クスクスッと笑い声が聞こえてアリアの目の前に紅く美しく輝く鳥が表れた。

「アリア、はじめまして!私はこの命の森の守り神だよ。今日はアリアにお話があったから、神様に頼んでアリアの夢の中に入らせてもらったんだ。」

はじめまして!貴女は私を知ってるの?

「勿論!貴女をこの世界に招いたのは神様だけど、元々のアリアの魂は今私が預かってるんだよ。美憂がアリアになる前のアリアの魂は病に侵されて死が近かったんだ。でもね、ミレディアとデイブが毎日神殿に来て神様にアリアを助けて下さいって御祈りしてたんだ。それで、神様が私にアリアの魂を預けて浄化する為に異世界から美憂の魂を招いてアリアの器に移動させたんだよ。」

どうして私だったの?

「それはね。美憂のお母さんが実はこの世界からの転生者でミレディアの亡くなった姉にあたる人なんだ。その縁もあってアリアの器に入るのにピッタリな魂が美憂の魂だったんだ。」

じゃあ、私はもう前の世界には戻れないの?

「神崎美憂としては無理かもしれないけど、本当のアリアの魂の浄化が終了した時に美憂が望めば前の世界に戻す事は可能だよ。その時になれば神様が美憂の意志を確認してくれるはずだから。」

そっかぁ。それまではアリアとしてこの世界で生きるしかないんだね。前に兄妹喧嘩が私の転生の原因て聞いたのは何だったのかな?
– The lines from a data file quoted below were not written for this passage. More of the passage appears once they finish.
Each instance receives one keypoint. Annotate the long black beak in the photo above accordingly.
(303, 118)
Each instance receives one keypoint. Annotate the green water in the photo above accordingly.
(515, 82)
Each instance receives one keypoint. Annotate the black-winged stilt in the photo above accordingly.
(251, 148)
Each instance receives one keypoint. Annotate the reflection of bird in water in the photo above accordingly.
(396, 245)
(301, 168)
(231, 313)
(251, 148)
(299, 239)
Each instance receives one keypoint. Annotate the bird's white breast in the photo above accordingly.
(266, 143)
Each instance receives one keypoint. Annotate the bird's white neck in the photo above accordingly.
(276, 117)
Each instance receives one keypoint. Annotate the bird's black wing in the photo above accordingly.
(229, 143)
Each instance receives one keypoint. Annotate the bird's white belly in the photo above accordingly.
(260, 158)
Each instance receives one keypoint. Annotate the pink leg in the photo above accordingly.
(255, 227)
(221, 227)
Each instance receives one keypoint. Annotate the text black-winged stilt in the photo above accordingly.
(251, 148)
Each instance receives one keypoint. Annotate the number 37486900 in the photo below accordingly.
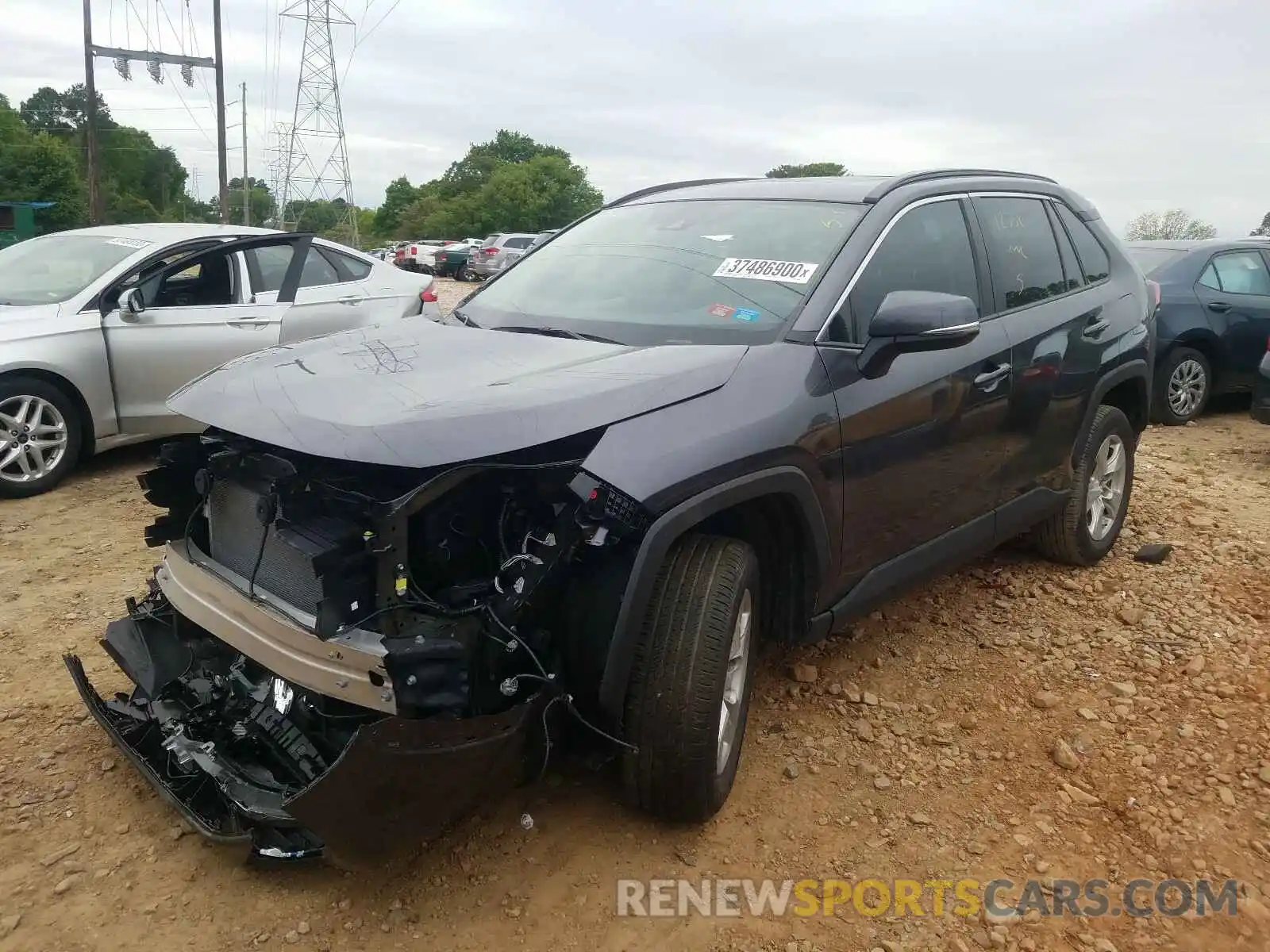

「兄妹喧嘩も関係はあるみたいですよ?詳しいことは神様に聞いて下さいね。美憂さん!今しばらくアリアさんとしてこの世界で暮らしてみて下さいね。貴女がこの世界に馴染む事がアリアの魂の浄化を早める事に繋がるんです。貴女がこの世界で楽しく生きる事が1番の浄化になるんですから。」

アリアの器に選ばれたのが、私の魂なのかぁ。選ばれたんだから頑張らないとね。何を頑張るかはまだわかんないけど‥

「うふふっ。美憂さん。そのうち解りますよ。貴女がこの世界に転生してきたわけが‥また、会いましょうね。目が覚めたらきっと私の事は忘れてると思いますけど‥」

それを聞いた美憂は笑いながら、またねと呟いて眠りに誘われていくのであった。